Sondern es geht Maleachi (und damit wohl auch Gott) um die Treue.
Also um das Aufrechterhalten der Zugehörigkeit.
Dass man einen anderen Menschen nicht fallen lässt. 3x kommt in diesem kurzen Abschnitt das Wort „treulos“ vor.
Das ganze Leben der Menschen hing damals an der Zugehörigkeit: Zu ihrem Stamm und ihrer Sippe; zu ihrer Familie sowohl aufwärts als auch abwärts. Ein Mensch, der aus der Zugehörigkeit herausfiel, war verloren. Darum hat die Bibel so eindeutige Hinweise bezüglich Witwen und Waisen – weil diese Menschen aus einem wichtigen Teil ihrer Zugehörigkeit herausgefallen waren.
Darum nennt Maleachi die Ehefrau auch „die Frau deines Bundes“ (V.14). Ein Bund war damals etwas, was man nicht einfach kündigen konnte.
Die Ehe war kein Vertrag. Sie kam zwar durch eine Art Vertrag zustande, der wurde aber in den meisten Fällen ohnehin von den Eltern geschlossen.
Infolgedessen nennt Maleachi die Ehefrau auch „die Frau deiner Jugend“. Man kann den Bund nicht kündigen, nur weil sich die Umstände geändert haben und man vielleicht nicht mehr jung oder nicht mehr so gesund ist.
Es geht Maleachi also nicht in erster Linie um Sex, sondern es geht ihm um das ganze Leben.

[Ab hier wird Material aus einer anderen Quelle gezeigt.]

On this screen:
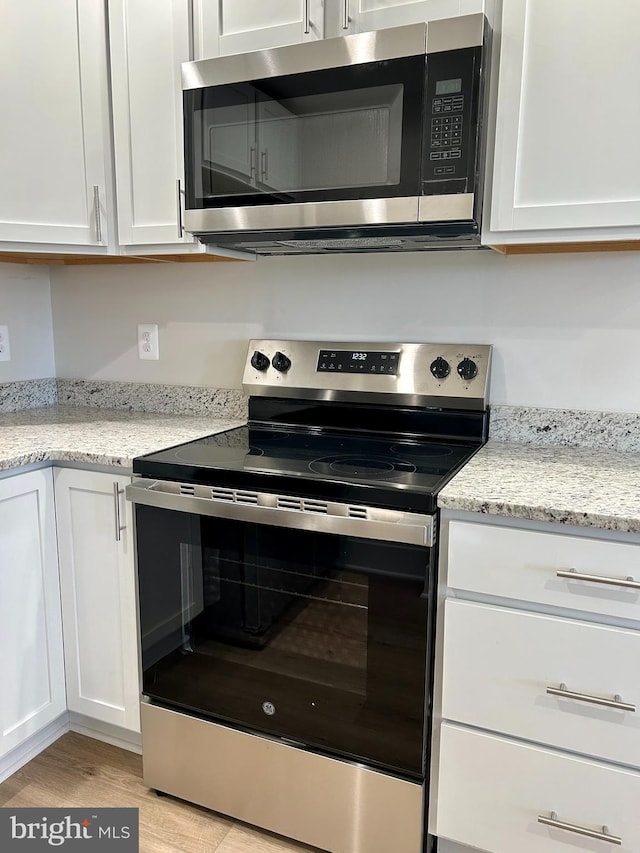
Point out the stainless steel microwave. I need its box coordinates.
[182,14,488,255]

Und das soll für alle gut sein. Auch für die Schwächeren.
Vorbild für die Beziehung zu Gott
Dass die Ehe eine Vorlage ist für die Beziehung zwischen Gott und Mensch, das hören wir bei Maleachi nicht.
Bei anderen Propheten vergleicht Gott gelegentlich seine Beziehung zu Israel mit einer Ehe oder einer Liebesbeziehung, aber auch dort wird keine direkte Übertragung gemacht. Erst Paulus macht in Epheser 5,25-32 diese Gleichung auf – wobei er sicher nicht der Erste war, der auf diese Idee gekommen ist. Aber er war der Erste, der es in die Bibel geschrieben hat.

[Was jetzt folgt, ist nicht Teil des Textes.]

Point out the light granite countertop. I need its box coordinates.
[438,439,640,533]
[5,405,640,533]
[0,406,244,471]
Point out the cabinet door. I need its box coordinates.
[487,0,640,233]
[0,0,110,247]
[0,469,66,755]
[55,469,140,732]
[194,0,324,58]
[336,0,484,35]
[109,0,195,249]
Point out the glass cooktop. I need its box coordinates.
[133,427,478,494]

Bei Maleachi bleiben wir ohne Begründung bei einer gesetzlichen Anweisung hängen. Es wird nicht erklärt, warum Gott Scheidung hasst.
Wobei man natürlich durchaus ein Gefühl dafür bekommen kann, welche Art von Motiven hinter Gottes Meinung stehen. Gott redet ja nicht total kryptisch.
Gott will das Gute und Hilfreiche. In erster Linie für die Frau. Aber vermutlich ist das, was gut ist für die Frau, auch gut für den Mann.